Bianchi Nicoletta, Borgatti Monica, Fibach Eitan, Prus Eugenia, Zuccato Cristina, Breveglieri Giulia, Baraldi Pier Giovanni, Romagnoli Romeo, Gambari Roberto
BioPharmaNet, Dipartimento di Biochimica e Biologia Molecolare, Università di Ferrara, Ferrara, Italy.

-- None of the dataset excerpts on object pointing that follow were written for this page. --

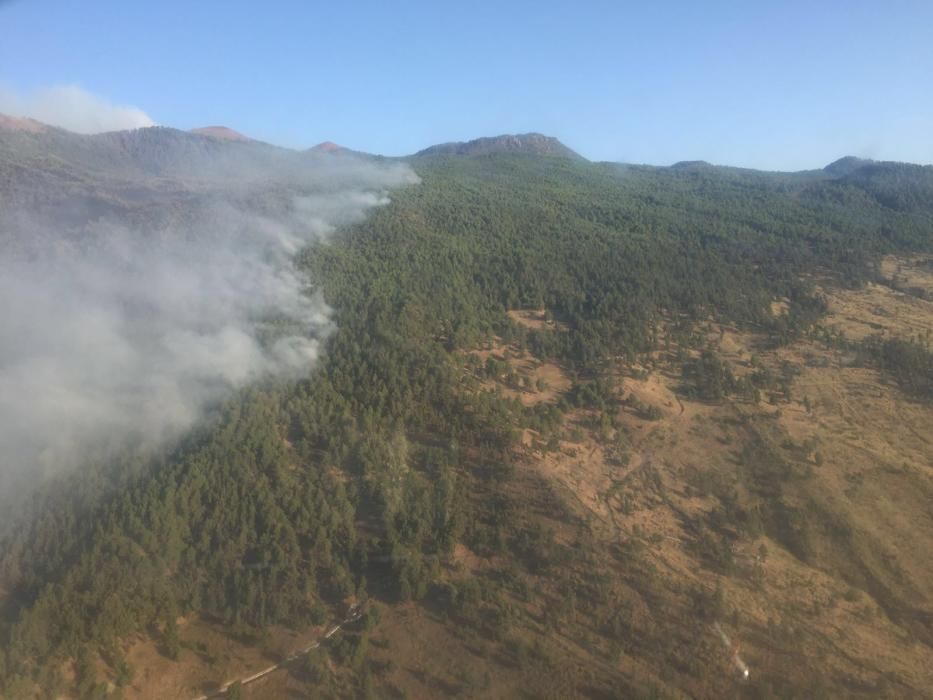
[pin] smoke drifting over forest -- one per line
(122, 324)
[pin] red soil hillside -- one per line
(220, 132)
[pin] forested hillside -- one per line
(361, 481)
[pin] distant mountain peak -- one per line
(531, 143)
(328, 147)
(846, 165)
(21, 124)
(221, 132)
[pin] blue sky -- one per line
(782, 85)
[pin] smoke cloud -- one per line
(73, 108)
(114, 333)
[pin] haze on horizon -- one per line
(782, 88)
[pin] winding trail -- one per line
(353, 616)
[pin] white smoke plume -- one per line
(111, 333)
(73, 108)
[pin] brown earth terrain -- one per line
(798, 520)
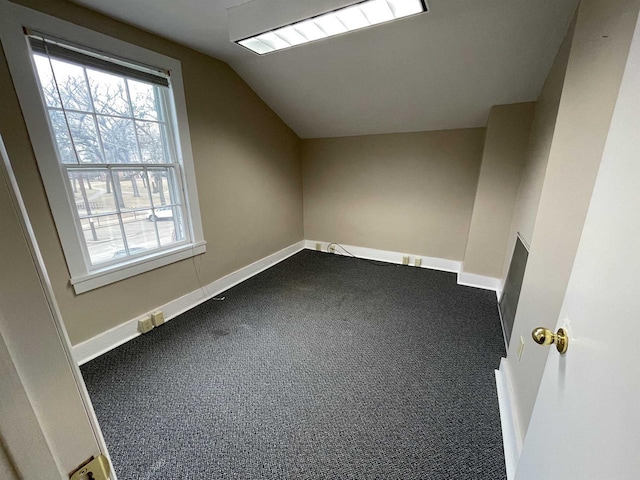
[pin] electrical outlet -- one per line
(157, 318)
(145, 325)
(520, 348)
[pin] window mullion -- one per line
(133, 119)
(153, 210)
(116, 192)
(95, 118)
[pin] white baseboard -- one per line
(480, 281)
(511, 438)
(433, 263)
(388, 256)
(102, 343)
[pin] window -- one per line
(115, 160)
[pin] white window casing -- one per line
(15, 20)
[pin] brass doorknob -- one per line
(544, 336)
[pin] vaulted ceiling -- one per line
(439, 70)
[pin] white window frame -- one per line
(13, 19)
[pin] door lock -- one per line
(96, 469)
(544, 336)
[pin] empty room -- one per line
(329, 239)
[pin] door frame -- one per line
(13, 384)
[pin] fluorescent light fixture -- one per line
(337, 22)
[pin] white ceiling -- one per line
(439, 70)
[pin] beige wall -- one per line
(248, 171)
(409, 192)
(6, 468)
(504, 155)
(598, 54)
(544, 122)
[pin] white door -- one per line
(47, 424)
(586, 421)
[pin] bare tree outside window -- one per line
(114, 141)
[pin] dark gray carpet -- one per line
(322, 367)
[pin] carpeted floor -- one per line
(322, 367)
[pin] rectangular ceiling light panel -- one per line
(343, 20)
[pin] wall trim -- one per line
(433, 263)
(114, 337)
(512, 440)
(480, 281)
(389, 256)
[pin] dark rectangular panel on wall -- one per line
(511, 293)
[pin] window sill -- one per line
(106, 276)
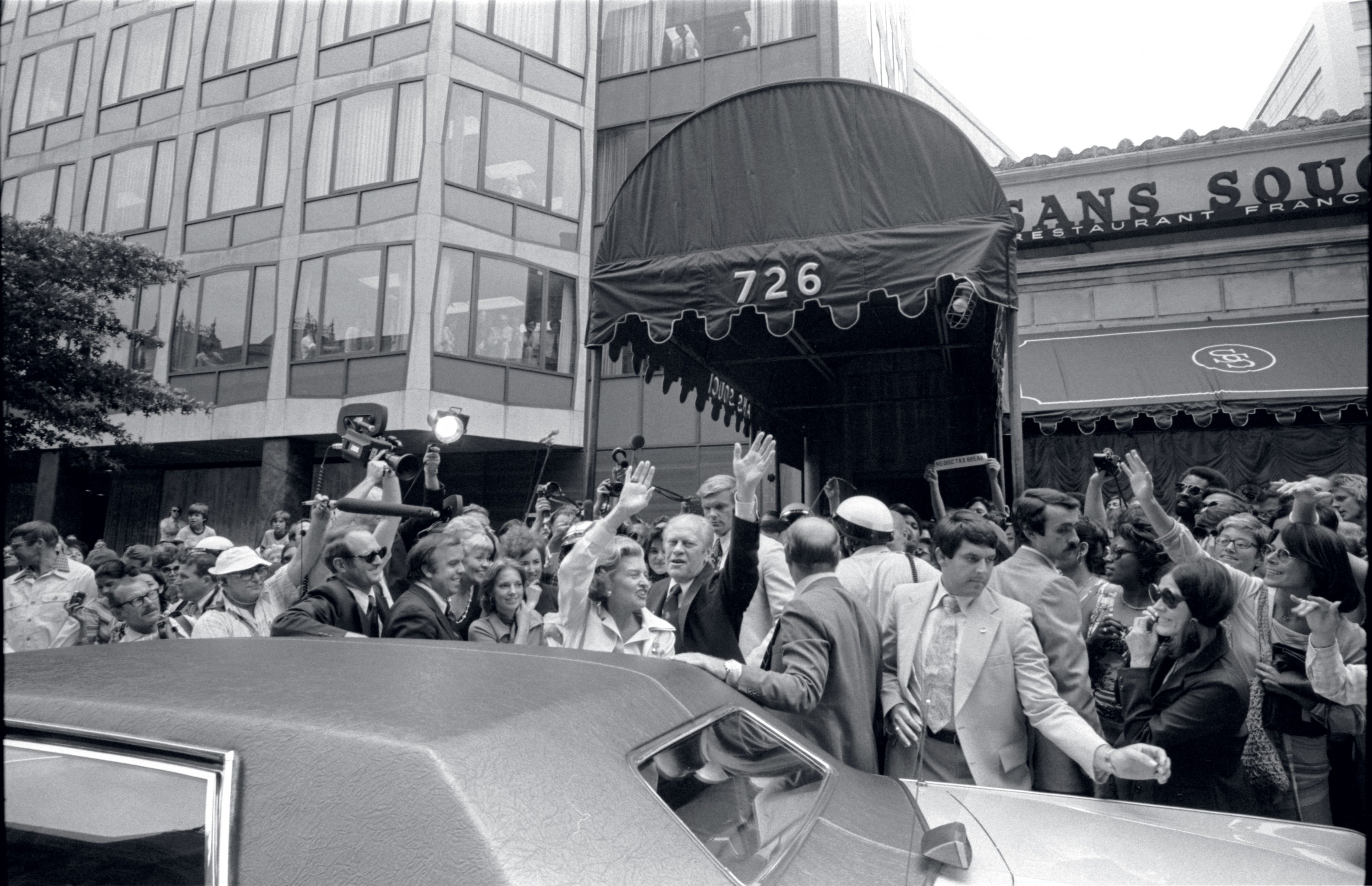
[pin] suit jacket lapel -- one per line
(977, 633)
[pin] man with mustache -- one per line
(1046, 522)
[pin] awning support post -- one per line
(1012, 361)
(593, 376)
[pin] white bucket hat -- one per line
(238, 560)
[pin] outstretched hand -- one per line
(751, 467)
(638, 489)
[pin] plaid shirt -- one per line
(36, 605)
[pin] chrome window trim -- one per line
(644, 753)
(217, 767)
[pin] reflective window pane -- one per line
(453, 304)
(238, 166)
(224, 306)
(350, 293)
(305, 326)
(508, 312)
(396, 310)
(463, 136)
(516, 151)
(263, 324)
(364, 139)
(131, 175)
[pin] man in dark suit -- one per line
(822, 671)
(352, 603)
(707, 607)
(423, 611)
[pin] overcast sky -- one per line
(1073, 73)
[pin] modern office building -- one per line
(393, 202)
(1329, 68)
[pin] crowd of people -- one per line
(1209, 656)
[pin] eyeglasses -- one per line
(371, 557)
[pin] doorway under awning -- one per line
(1275, 364)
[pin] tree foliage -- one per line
(59, 320)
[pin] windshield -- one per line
(744, 792)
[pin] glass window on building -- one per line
(239, 166)
(225, 320)
(252, 32)
(147, 57)
(343, 308)
(523, 316)
(53, 84)
(529, 157)
(555, 29)
(43, 192)
(345, 20)
(367, 139)
(131, 190)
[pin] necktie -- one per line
(673, 605)
(940, 664)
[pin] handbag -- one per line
(1261, 763)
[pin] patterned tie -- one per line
(673, 605)
(940, 664)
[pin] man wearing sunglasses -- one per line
(353, 603)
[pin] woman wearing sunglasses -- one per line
(1270, 641)
(1184, 692)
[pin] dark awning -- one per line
(1275, 364)
(789, 254)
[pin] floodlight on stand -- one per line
(449, 424)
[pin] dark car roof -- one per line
(402, 760)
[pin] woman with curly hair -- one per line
(508, 618)
(1134, 564)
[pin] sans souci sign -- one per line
(1282, 184)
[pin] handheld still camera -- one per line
(363, 431)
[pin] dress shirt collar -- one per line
(810, 579)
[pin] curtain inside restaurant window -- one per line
(36, 195)
(526, 22)
(453, 304)
(409, 132)
(50, 84)
(263, 326)
(238, 166)
(396, 310)
(146, 64)
(254, 32)
(198, 192)
(305, 326)
(463, 136)
(350, 294)
(184, 326)
(571, 35)
(559, 349)
(224, 306)
(364, 139)
(678, 27)
(567, 171)
(319, 177)
(162, 177)
(516, 151)
(129, 179)
(625, 36)
(278, 160)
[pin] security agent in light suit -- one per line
(872, 571)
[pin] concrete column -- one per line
(46, 491)
(286, 478)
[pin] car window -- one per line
(743, 790)
(84, 817)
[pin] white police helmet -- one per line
(865, 519)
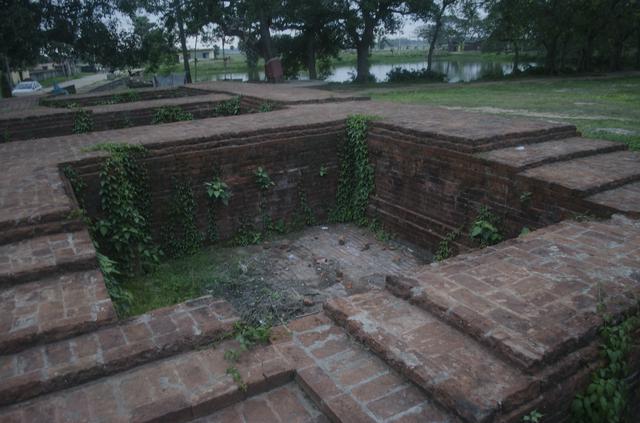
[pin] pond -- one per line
(456, 70)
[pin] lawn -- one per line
(58, 79)
(601, 107)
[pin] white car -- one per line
(26, 88)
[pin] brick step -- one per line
(46, 224)
(35, 258)
(455, 370)
(53, 308)
(532, 155)
(589, 175)
(176, 389)
(161, 333)
(624, 199)
(285, 404)
(534, 299)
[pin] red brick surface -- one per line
(52, 308)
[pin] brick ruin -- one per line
(488, 335)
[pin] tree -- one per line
(318, 33)
(20, 38)
(363, 19)
(509, 21)
(433, 11)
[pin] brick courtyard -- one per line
(488, 335)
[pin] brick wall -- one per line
(58, 124)
(423, 192)
(292, 159)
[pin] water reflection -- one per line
(456, 71)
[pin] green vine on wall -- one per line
(82, 122)
(218, 193)
(181, 234)
(123, 229)
(168, 114)
(355, 180)
(229, 107)
(606, 399)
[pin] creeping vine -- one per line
(181, 234)
(123, 229)
(355, 180)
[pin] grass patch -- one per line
(604, 108)
(48, 82)
(181, 279)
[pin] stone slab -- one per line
(53, 308)
(535, 298)
(531, 155)
(456, 371)
(589, 175)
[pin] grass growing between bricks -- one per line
(603, 108)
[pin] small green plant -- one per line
(265, 107)
(168, 114)
(525, 199)
(378, 230)
(607, 397)
(524, 231)
(484, 229)
(246, 235)
(232, 356)
(122, 299)
(263, 180)
(534, 417)
(237, 378)
(445, 249)
(218, 191)
(228, 107)
(82, 122)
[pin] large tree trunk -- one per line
(5, 77)
(183, 47)
(362, 63)
(550, 59)
(436, 33)
(311, 57)
(516, 58)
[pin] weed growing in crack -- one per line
(606, 399)
(484, 228)
(82, 122)
(445, 249)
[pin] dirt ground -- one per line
(294, 274)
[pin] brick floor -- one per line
(52, 308)
(591, 174)
(531, 155)
(535, 298)
(114, 348)
(32, 258)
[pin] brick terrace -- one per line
(485, 336)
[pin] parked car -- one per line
(26, 88)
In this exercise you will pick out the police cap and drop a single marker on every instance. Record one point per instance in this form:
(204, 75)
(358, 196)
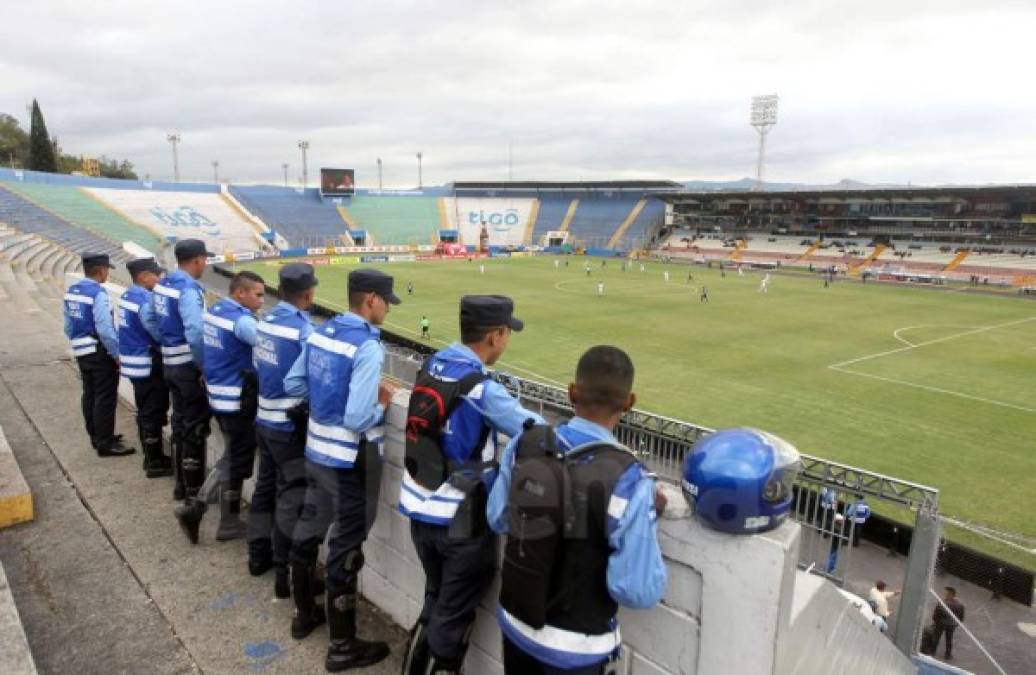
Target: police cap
(96, 260)
(188, 248)
(372, 281)
(144, 265)
(489, 311)
(296, 277)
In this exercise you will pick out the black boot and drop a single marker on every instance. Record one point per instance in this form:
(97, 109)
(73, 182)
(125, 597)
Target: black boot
(156, 465)
(346, 650)
(190, 514)
(231, 525)
(309, 615)
(178, 489)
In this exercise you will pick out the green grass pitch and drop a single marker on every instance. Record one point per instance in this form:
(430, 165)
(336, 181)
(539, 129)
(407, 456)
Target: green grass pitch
(929, 385)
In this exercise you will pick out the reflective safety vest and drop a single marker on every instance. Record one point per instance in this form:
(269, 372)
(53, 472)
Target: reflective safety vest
(175, 350)
(227, 358)
(136, 345)
(79, 309)
(554, 603)
(278, 346)
(438, 477)
(329, 354)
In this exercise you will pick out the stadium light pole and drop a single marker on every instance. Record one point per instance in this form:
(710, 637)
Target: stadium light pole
(304, 146)
(764, 118)
(174, 139)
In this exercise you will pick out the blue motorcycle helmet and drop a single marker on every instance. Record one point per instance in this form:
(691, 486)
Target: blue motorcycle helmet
(739, 480)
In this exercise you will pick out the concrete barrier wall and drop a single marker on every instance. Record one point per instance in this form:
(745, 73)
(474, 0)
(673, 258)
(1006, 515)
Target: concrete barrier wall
(742, 585)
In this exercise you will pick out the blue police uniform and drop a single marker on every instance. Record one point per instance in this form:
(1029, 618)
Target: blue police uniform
(636, 574)
(229, 335)
(340, 369)
(89, 326)
(140, 360)
(281, 480)
(178, 302)
(458, 564)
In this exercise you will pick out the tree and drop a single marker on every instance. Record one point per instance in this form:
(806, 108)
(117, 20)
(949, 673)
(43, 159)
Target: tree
(13, 142)
(40, 150)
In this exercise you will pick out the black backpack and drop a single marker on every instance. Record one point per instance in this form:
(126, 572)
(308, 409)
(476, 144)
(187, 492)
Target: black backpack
(547, 511)
(432, 400)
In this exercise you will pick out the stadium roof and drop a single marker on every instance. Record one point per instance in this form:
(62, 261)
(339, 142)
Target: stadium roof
(548, 185)
(1024, 192)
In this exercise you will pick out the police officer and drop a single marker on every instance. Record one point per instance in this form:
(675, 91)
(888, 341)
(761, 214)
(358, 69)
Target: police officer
(140, 361)
(280, 428)
(340, 369)
(456, 551)
(229, 335)
(178, 301)
(615, 559)
(89, 325)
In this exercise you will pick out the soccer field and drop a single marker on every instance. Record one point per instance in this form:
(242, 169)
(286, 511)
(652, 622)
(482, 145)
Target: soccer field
(930, 385)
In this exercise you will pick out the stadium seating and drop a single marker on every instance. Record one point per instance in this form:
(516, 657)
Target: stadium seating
(552, 210)
(396, 219)
(206, 216)
(30, 218)
(82, 209)
(300, 217)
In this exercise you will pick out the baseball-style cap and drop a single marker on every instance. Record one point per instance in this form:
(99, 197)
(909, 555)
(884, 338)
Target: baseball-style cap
(144, 265)
(96, 260)
(297, 276)
(188, 248)
(489, 311)
(372, 281)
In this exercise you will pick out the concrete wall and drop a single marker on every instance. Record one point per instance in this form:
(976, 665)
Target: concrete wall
(743, 585)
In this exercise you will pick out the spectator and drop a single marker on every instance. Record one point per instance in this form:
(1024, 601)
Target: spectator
(879, 598)
(944, 622)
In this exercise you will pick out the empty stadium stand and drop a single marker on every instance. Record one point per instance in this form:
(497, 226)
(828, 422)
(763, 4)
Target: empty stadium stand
(203, 215)
(29, 218)
(83, 209)
(300, 217)
(396, 219)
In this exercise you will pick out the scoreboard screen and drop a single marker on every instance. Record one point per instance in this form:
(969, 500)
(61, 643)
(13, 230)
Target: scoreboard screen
(337, 182)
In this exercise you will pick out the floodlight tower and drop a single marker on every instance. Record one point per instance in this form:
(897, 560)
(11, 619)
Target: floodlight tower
(304, 146)
(174, 139)
(764, 118)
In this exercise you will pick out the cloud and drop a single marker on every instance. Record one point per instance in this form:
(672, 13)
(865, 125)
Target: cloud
(881, 91)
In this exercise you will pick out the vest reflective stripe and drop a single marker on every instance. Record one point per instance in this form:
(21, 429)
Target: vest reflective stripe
(335, 346)
(136, 345)
(279, 330)
(79, 312)
(76, 297)
(168, 291)
(552, 645)
(437, 507)
(226, 356)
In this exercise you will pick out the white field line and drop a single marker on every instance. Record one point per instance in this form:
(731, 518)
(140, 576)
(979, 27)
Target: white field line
(927, 387)
(931, 342)
(445, 344)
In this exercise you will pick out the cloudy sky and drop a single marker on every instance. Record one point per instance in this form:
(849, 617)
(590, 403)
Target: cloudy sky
(883, 91)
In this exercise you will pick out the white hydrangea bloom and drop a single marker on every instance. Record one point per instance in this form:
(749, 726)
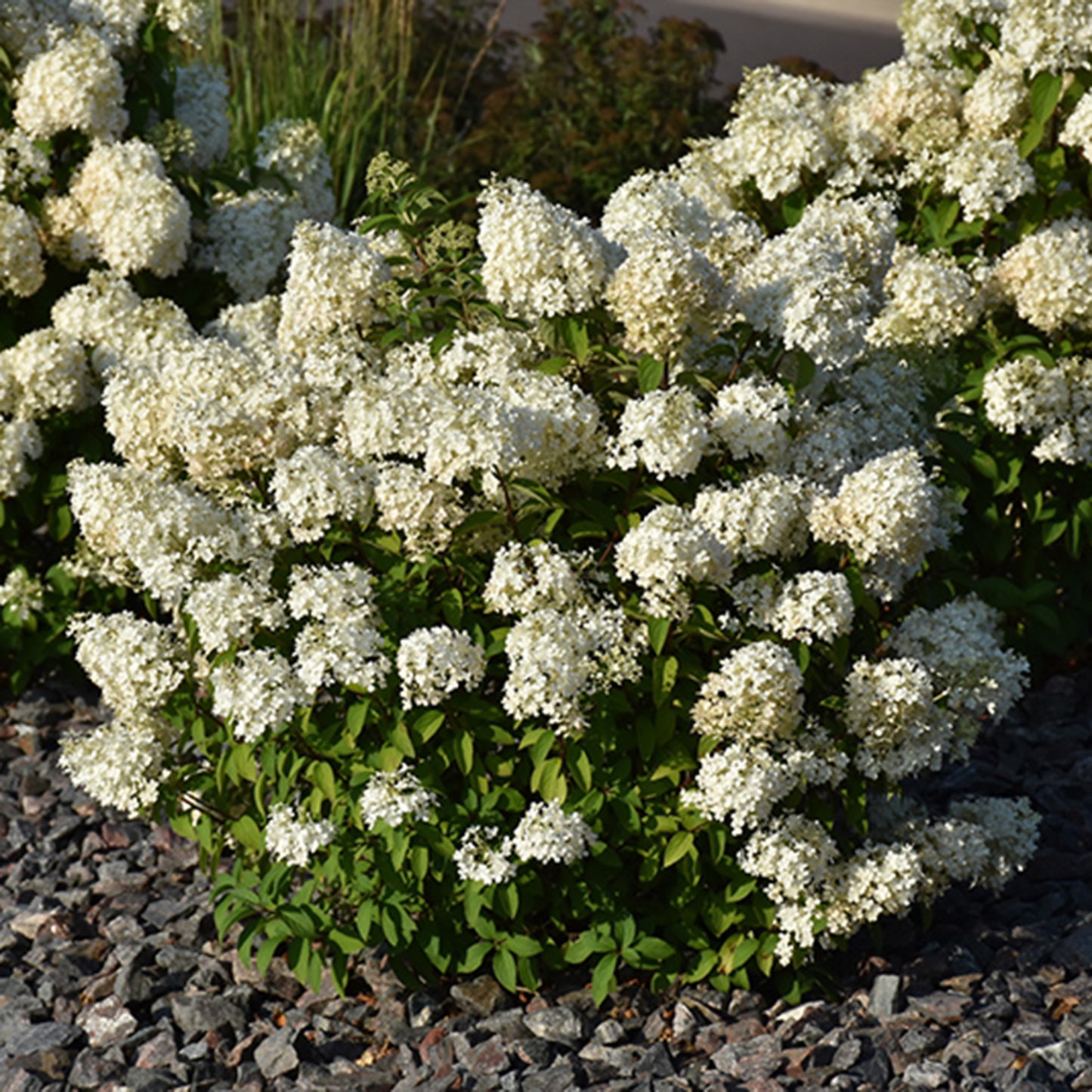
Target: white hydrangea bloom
(247, 237)
(22, 162)
(76, 84)
(757, 692)
(1053, 35)
(425, 512)
(932, 27)
(120, 763)
(201, 96)
(896, 122)
(667, 432)
(432, 662)
(115, 21)
(998, 103)
(333, 280)
(961, 645)
(532, 577)
(879, 409)
(343, 642)
(47, 370)
(765, 517)
(557, 659)
(540, 259)
(392, 797)
(230, 608)
(751, 419)
(891, 708)
(876, 880)
(818, 285)
(986, 175)
(20, 441)
(1053, 404)
(888, 513)
(294, 150)
(549, 834)
(741, 784)
(1077, 131)
(1010, 828)
(122, 208)
(480, 859)
(812, 606)
(794, 853)
(653, 201)
(930, 299)
(137, 664)
(1048, 275)
(22, 264)
(21, 593)
(257, 694)
(295, 841)
(667, 549)
(781, 134)
(665, 294)
(316, 485)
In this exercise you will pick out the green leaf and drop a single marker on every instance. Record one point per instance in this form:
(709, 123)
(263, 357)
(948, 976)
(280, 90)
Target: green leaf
(322, 775)
(653, 950)
(659, 628)
(451, 608)
(474, 956)
(679, 846)
(603, 977)
(428, 724)
(463, 744)
(736, 951)
(265, 954)
(1045, 90)
(523, 946)
(650, 373)
(664, 673)
(503, 970)
(247, 834)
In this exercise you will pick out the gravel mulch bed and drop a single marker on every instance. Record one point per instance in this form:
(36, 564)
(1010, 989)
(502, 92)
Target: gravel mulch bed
(112, 979)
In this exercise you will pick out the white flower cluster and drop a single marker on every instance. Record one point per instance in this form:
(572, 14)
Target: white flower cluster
(667, 292)
(756, 694)
(341, 640)
(22, 594)
(549, 834)
(930, 299)
(333, 279)
(22, 264)
(76, 84)
(120, 763)
(392, 797)
(137, 664)
(888, 513)
(432, 662)
(122, 209)
(257, 692)
(1048, 275)
(667, 432)
(819, 285)
(1054, 405)
(540, 259)
(295, 841)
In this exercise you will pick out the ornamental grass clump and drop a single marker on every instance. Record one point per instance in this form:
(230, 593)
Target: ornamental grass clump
(491, 630)
(115, 191)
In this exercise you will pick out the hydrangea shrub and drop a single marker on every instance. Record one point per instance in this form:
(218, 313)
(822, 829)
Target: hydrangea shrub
(114, 138)
(545, 598)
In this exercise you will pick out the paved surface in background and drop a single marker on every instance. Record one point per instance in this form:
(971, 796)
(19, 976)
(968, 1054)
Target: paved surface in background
(753, 39)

Int J Mol Med. 2009 Jan;23(1):105-11.
Derivatives of distamycin A modified at the C-terminal amidine moiety and tethered to bis-epoxyethyl moieties at the N-terminal position were tested for their ability to induce erythroid differentiation in the human erythroleukemic cell line K562. None of the compounds without bis-epoxyethyl moiety were active. A comparison of the biological activity of diepoxy compounds containing different non-basic amidine-modified moieties, showed low activity of amidoxime, carbamoyl and N-methyl carbamoyl derivatives as differentiation agents. In contrast, a cyanamidine derivative, compound 3, was able to induce erythroid differentiation of K562 cells. In addition, the cyanamidine derivative 3 was able to induce HbF accumulation following treatment of cultures of erythroid precursor cells isolated from the peripheral blood of normal subjects.
对在C端脒基部分进行修饰并在N端位置连接双环氧乙基部分的放线菌素A衍生物进行了测试,以评估它们在人红白血病细胞系K562中诱导红细胞分化的能力。没有双环氧乙基部分的化合物均无活性。对含有不同非碱性脒修饰部分的双环氧化合物的生物活性进行比较,结果表明偕胺肟、氨基甲酰基和N-甲基氨基甲酰基衍生物作为分化剂的活性较低。相比之下,氰胺基衍生物化合物3能够诱导K562细胞的红细胞分化。此外,氰胺基衍生物3在处理从正常受试者外周血分离的红系前体细胞培养物后能够诱导HbF积累。